Debates over "innocence" show that the justice system no more enjoys "perfect information" than participants in commercial markets. And not only are transactions not "costless," it costs an increasingly large amount to bring forward and adjudicate cases.
Further, the goal of the justice system is not profit maximization, but an array of more subjective social goals - from public safety to retribution to pandering to special interests - that frequently, readily ignore cost-benefit goals. And far from a "homogenous product," punishments meted out in the justice system are, and should be, individualized to the defendant.
Finally, and most importantly, since the "price" paid by consumers of illegal behavior is mostly loss of liberty - not money - a price theory of criminal justice presents the unique situation where the supplier of justice (the government) pays, not the consumer (the defendant, for whom the "price" of punishment is set), turning economic theory on its head.
Given these flawed assumptions behind punishment as the "price" for misbehavior, it's little wonder that higher "prices" don't generate the best results in terms of reducing crime. In fact, though crime has been declining nationally in recent years, that trend appears to be disconnected with incarceration rates, or even inversely related.
Adam Gelb of the Pew Center on the States
points out (pdf - p. 8) that from 1997 - 2007, Nevada, Louisiana and Minnesota all saw their crime rates decline 25%. By contrast, Nevada's incarceration rate declined 3% over the same period, Louisiana's increased by 29%, and Minnesota's increased by a staggering 60% to achieve the same result. What's more (p. 9) states that reduced their incarceration rates saw the biggest drops in crime, even though nationally incarceration rates skyrocketed over this period.
So the price theory of deterring criminals doesn't work any better for reducing crime than it does establishing the value of derivatives in the financial market. Like derivatives that had to be bailed out by the feds as "toxic assets," everyone believes the criminal justice system has value, but it's difficult to concretely define what that is and by all appearances, we've been paying to much for it, with diminishing benefit to the public from greater expenditures.
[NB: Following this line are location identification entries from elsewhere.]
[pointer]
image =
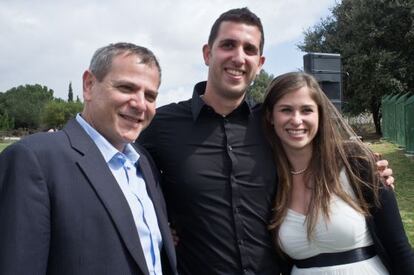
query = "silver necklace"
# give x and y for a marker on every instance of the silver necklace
(293, 172)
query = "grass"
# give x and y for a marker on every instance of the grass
(3, 145)
(403, 172)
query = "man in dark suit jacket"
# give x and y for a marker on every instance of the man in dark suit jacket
(68, 200)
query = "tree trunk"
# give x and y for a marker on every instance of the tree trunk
(376, 114)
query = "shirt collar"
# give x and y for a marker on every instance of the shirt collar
(105, 147)
(197, 103)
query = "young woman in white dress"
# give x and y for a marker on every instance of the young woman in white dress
(332, 214)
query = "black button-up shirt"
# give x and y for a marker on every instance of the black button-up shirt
(219, 181)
We're at the end of a three-decade long incarceration "bubble" that dwarfs that witnessed by any other society in history. Perhaps, just as folks are rethinking their reliance on free-market ideology for analyzing the economy, the criminal justice system should be rethinking its reliance on this primitive, flawed metaphor based on the same principles. After all, it's taxpayers paying the price, which it turns out is not the same thing as enduring the punishment.